Steven Smith and his wife, Michele, of Paradise, California, went on the cruise to celebrate their wedding anniversary.
The Smiths said they were a bit worried but felt safe in their room, which they had left just once since Thursday to video chat with their children.
Crew members wearing masks and gloves delivered trays with their food in covered plates and left them outside their door.
To pass the time they have been watching television, reading and looking out the window, they said.
“Thank God, we have a window!” Steven said.
The ship was heading from Hawaii to San Francisco when it was ordered Wednesday to keep its distance from shore so 46 people with possible coronavirus symptoms could be tested. On Thursday, a military helicopter crew lowered test kits onto the 951-foot (290-meter) ship by rope and later flew them for analysis at a state lab.

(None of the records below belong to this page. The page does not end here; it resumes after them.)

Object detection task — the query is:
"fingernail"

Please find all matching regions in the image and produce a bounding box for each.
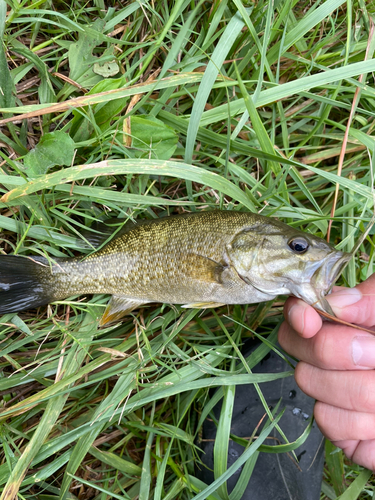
[288,301,307,332]
[327,288,362,309]
[352,336,375,368]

Health officials undertook the testing after reporting that a 71-year-old man who had been on a February voyage of the same ship to Mexico contracted the virus and died this week at a hospital in Placer County in Northern California. Others who were on that voyage also have tested positive in Northern California, Minnesota, Illinois, Hawaii, Utah and Canada. A “presumed positive” patient was self-isolating at home in Nevada, health officials there said.
Some passengers who had been on the Mexico trip stayed aboard for the current voyage — increasing crew members’ exposure to the virus.
Another Princess ship, the Diamond Princess, was quarantined for two weeks in Yokohama, Japan, last month because of the virus. Ultimately, about 700 of the 3,700 people aboard became infected in what experts pronounced a public-health failure, with the vessel essentially becoming a floating germ factory.